Thursday, September 04, 2003

Open Letter To The TV People

Dear TV People,

OK, we all appreciate your efforts to pander to liberals and homosexuals and the easily titillated mainstream by bringing us such fare as Boy Meets Boy, Queer Eye for the Straight Guy, It's All Relative, and older shows like Will & Grace, Normal, Ohio, Six Feet Under, and Oz. But enough with the fags, already. Where are the lesbians? Hmm? Sure, you tossed us Ellen, the Sapphic moms on Friends, and the precious relationship turned ham-handed character assassination that was Willow on Buffy, but I think we could do more to give the girls some equal time.
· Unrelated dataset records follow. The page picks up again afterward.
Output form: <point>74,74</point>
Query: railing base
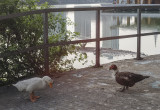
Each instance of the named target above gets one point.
<point>97,66</point>
<point>138,58</point>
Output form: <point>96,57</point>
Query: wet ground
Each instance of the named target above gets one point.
<point>93,89</point>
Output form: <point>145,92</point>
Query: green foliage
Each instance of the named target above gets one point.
<point>23,32</point>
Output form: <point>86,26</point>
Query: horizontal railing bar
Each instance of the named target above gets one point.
<point>141,6</point>
<point>128,36</point>
<point>73,42</point>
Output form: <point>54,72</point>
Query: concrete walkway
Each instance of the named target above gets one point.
<point>93,89</point>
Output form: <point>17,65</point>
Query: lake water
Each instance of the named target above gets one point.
<point>115,24</point>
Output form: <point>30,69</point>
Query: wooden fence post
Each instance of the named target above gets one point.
<point>97,38</point>
<point>46,51</point>
<point>138,34</point>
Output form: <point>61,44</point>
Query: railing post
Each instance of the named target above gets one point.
<point>138,34</point>
<point>45,34</point>
<point>97,38</point>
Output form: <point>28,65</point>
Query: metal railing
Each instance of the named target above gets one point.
<point>46,45</point>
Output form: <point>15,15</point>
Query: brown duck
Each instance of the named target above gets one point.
<point>126,79</point>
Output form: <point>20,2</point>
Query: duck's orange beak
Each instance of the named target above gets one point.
<point>50,85</point>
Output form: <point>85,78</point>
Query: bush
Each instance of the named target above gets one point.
<point>27,31</point>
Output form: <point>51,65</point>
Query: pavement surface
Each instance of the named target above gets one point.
<point>93,89</point>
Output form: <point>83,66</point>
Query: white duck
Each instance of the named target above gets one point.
<point>30,85</point>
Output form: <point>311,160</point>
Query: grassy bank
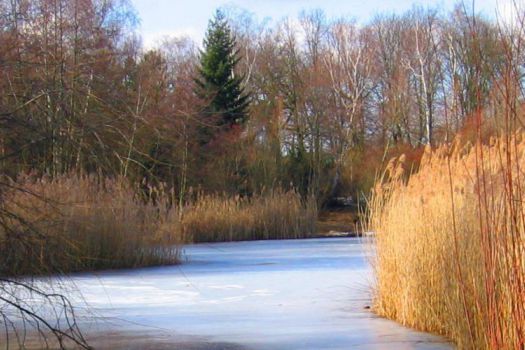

What? You say that you're simply developing television shows that happen to have gays in them? That the increase in the number of sympathetic homosexual male characters is art imitating life? OK, then bring on the dykes. Maybe they don't make as good television as the same old tired jokes about interior decorating and disco music, but I'm sure that a little lipstick lesbian action would boost your young male viewership. Look at the success All My Children has had with making Erica Kane's youngest daughter a gorgeous girl-kisser, dating a dark and mysterious foreign bisexual! That's good TV, people!

So, please, add more lesbians to the TV lineup. It's only fair.